With minimal funding allocated to rehabilitation, most addicts have been unable to access even community-based, out-patient programs, officials and health workers say. Those that get access usually just listen to a lecture or watch a video.
"We were caught with our pants down when the war on drugs started," said Benjamin Reyes, chairman of the drug reduction committee of the Philippines Dangerous Drugs Board, a government agency. Reyes added that rehabilitation was now a priority for the government and that funding was set to rise this year.
SHIFT IN STRATEGY?
Government figures show that 500 people were killed in the drug war last year, which compares with 3,000 killed in the first year of the campaign.

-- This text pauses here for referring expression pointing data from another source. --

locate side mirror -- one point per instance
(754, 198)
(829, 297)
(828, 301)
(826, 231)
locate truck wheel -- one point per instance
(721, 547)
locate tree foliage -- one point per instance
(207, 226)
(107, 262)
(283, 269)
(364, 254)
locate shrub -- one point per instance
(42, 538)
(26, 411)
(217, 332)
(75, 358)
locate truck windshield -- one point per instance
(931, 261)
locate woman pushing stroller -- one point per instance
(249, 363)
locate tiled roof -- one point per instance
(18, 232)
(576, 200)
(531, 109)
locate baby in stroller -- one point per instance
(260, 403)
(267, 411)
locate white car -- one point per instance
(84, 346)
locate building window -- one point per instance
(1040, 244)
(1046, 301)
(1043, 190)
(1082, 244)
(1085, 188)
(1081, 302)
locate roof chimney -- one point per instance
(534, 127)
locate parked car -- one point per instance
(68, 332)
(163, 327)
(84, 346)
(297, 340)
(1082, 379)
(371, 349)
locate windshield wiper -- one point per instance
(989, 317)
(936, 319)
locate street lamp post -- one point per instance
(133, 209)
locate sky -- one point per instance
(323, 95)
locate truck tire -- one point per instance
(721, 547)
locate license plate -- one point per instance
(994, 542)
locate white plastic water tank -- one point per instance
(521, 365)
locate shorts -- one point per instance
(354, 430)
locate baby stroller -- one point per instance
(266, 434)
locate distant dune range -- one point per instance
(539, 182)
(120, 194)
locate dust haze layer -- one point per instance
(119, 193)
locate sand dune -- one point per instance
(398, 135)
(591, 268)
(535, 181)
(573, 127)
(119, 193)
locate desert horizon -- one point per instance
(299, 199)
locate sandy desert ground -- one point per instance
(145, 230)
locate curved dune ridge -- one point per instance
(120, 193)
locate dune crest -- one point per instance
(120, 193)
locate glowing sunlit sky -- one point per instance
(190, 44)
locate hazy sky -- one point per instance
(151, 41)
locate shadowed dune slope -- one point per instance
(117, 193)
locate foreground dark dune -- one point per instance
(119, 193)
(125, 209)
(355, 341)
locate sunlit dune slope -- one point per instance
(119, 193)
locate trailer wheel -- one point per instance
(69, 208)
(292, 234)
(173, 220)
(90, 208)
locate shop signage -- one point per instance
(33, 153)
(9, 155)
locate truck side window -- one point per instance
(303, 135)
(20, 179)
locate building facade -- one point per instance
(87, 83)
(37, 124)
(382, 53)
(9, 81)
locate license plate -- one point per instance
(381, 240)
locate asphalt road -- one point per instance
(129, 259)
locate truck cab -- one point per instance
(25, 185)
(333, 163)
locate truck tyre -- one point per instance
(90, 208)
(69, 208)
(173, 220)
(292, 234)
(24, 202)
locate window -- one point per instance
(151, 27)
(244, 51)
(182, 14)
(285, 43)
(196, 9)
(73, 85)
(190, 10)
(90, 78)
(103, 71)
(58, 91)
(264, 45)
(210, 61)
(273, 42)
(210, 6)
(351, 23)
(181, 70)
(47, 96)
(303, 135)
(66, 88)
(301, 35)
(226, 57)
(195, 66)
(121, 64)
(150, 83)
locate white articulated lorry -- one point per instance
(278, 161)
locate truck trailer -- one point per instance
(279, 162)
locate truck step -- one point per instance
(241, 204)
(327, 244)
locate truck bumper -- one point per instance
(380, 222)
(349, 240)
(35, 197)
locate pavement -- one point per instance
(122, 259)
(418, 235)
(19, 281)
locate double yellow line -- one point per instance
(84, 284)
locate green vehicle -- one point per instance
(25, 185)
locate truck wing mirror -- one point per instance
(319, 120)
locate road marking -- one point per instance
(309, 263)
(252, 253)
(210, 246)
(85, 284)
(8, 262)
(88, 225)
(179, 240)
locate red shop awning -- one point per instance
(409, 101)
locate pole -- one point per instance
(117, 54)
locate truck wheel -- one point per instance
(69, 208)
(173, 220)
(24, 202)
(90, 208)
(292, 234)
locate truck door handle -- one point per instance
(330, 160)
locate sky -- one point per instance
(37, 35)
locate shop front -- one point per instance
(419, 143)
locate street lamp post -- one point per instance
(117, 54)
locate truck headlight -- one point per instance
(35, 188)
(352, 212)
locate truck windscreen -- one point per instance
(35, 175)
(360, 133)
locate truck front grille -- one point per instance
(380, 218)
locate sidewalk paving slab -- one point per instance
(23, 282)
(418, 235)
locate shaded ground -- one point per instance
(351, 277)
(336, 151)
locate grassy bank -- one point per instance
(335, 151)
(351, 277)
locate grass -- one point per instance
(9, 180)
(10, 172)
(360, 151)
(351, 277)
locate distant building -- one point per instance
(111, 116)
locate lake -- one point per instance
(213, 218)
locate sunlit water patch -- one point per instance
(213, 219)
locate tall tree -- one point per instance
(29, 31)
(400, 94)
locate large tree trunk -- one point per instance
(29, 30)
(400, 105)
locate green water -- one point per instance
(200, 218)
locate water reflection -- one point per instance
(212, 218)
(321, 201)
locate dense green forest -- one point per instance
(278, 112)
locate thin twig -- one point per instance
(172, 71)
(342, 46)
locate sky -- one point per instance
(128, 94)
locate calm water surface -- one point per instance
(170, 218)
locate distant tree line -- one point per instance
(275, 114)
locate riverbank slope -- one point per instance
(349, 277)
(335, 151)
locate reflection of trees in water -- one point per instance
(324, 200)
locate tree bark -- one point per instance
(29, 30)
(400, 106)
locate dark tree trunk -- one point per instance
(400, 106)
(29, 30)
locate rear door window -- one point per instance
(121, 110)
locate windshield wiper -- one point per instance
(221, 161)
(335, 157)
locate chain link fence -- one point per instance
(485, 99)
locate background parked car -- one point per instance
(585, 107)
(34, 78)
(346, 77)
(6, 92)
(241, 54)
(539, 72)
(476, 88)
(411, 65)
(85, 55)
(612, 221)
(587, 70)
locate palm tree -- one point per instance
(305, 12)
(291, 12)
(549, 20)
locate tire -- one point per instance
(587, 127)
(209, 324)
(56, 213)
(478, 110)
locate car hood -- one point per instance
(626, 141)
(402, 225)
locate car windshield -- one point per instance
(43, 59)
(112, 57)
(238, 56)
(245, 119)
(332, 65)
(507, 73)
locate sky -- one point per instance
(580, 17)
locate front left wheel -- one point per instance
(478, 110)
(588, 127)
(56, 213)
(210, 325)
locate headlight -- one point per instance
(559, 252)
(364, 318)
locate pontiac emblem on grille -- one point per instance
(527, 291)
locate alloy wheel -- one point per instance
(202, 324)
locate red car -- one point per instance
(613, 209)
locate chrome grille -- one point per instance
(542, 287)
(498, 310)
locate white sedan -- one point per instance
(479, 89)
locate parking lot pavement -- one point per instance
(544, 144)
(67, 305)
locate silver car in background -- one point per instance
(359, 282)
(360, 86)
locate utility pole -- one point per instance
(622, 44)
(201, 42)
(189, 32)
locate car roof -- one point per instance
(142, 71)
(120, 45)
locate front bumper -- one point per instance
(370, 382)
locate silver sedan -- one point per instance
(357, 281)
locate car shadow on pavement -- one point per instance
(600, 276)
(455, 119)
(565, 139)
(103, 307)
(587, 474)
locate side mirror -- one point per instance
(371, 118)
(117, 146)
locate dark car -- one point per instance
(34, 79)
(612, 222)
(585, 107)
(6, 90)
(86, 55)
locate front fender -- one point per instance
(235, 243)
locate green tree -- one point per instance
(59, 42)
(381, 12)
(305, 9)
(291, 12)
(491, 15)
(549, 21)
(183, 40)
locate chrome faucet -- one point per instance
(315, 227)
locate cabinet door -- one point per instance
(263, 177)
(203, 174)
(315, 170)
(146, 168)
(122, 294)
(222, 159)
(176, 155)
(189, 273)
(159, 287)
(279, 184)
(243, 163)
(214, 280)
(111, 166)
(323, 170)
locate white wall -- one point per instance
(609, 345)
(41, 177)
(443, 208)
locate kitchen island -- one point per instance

But rights activists are skeptical that a major shift in the anti-drug strategy is in the works.
"It looks like the numbers are falling but data from government can't be trusted because they've been manipulating or massaging the figures," said Carlos Conde, Philippines researcher with Human Rights Watch. Reuters couldn't independently confirm this.
As recently as November, Duterte spoke of killing "drug personalities" and throwing their bodies into Manila Bay.
In December, the Philippines' new police chief, Lieutenant General Archie Gamboa, Caramat's superior, was quoted in the Philippine Star newspaper saying that police had been too tolerant combating drug offenders and urged officers to "neutralize" them if they felt under threat. Gamboa did not respond to a request for comment.